Erasure coding overview
Data durability describes how resilient data is to loss. When data is stored in HDFS, CDP provides two options for data durability. You can use replication, which HDFS was originally built on, or Erasure Coding (EC).
- Replication
- HDFS creates two copies of data, resulting in three total instances of data. These
copies are stored on separate DataNodes to guard against data loss when a node is
unreachable. When the data stored on a node is lost or inaccessible, it is replicated from
one of the other nodes to a new node so that there are always multiple copies. The number
of replications is configurable, but the default is three. Cloudera recommends keeping the
replication factor to at least three when you have three or more DataNodes. A lower
replication factor leads to a situation where the data is more vulnerable to DataNode
failures since there are fewer copies of data spread out across fewer DataNodes..
When data is written to an HDFS cluster that uses replication, additional copies of the data are automatically created. No additional steps are required.

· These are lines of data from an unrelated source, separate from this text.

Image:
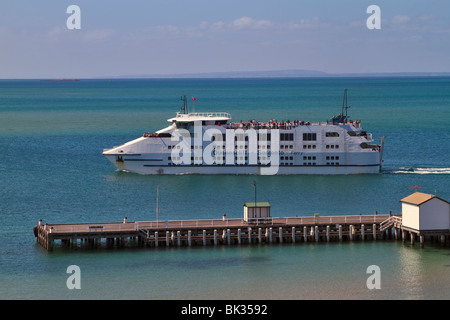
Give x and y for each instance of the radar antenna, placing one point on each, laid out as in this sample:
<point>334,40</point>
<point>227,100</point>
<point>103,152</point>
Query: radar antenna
<point>185,107</point>
<point>344,106</point>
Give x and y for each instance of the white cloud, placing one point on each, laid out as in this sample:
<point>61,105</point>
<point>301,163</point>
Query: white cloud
<point>401,19</point>
<point>247,22</point>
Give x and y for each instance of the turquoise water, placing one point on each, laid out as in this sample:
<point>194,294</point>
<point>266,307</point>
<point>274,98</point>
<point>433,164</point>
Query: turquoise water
<point>52,135</point>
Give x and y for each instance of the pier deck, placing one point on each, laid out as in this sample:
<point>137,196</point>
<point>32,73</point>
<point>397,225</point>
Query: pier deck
<point>215,231</point>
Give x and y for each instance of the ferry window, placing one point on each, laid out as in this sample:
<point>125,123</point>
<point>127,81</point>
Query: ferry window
<point>309,137</point>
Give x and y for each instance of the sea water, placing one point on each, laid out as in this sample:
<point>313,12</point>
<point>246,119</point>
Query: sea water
<point>52,134</point>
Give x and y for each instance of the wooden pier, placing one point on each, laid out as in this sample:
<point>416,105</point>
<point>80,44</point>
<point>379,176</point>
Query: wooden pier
<point>220,232</point>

Replication supports all data processing engines that CDP supports.
- Erasure Coding (EC)
- EC is an alternative to replication. When an HDFS cluster uses EC,
no additional direct copies of the data are generated. Instead, data
is striped into blocks and encoded to generate parity blocks. If
there are any missing or corrupt blocks, HDFS uses the remaining
data and parity blocks to reconstruct the missing pieces in the
background. This process provides a similar level of data durability
to 3x replication but at a lower storage cost.
Additionally, EC is applied when data is written. This means that to use EC, you must first create a directory and configure it for EC. Then, you can either replicate existing data or write new data into this directory.

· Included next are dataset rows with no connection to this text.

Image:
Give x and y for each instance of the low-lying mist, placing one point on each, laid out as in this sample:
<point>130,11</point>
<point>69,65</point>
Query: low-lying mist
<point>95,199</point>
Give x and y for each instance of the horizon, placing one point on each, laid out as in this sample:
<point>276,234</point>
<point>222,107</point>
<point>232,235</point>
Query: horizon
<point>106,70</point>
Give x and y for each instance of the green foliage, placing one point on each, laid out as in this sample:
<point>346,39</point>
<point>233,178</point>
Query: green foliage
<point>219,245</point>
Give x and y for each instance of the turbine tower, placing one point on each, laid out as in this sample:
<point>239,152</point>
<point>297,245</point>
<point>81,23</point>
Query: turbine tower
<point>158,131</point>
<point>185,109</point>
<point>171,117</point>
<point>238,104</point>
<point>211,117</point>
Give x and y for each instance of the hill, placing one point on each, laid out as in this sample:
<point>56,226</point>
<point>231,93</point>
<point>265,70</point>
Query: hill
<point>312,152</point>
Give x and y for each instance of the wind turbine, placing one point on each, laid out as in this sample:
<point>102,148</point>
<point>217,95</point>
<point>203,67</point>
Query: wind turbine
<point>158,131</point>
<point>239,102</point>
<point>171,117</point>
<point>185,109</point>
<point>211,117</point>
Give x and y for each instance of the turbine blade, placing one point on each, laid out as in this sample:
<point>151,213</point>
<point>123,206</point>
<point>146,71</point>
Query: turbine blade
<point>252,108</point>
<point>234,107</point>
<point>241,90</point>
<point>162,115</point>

EC supports the following data processing engines:- Hive
- MapReduce
- Spark
With both data durability schemes, replication and EC, recovery happens in the background and requires no direct input from a user.
HDFS clusters can be configured with a single data durability scheme (3x replication or EC), or with a hybrid data durability scheme where EC enabled directories co-exist on a cluster with other directories that are protected with the traditional 3x replication model. This decision should be based on the temperature of the data (how often the data is accessed) stored in HDFS. Hot data, data that is accessed frequently, should use replication. Cold data, data that is accessed less frequently, can take advantage of EC's storage savings.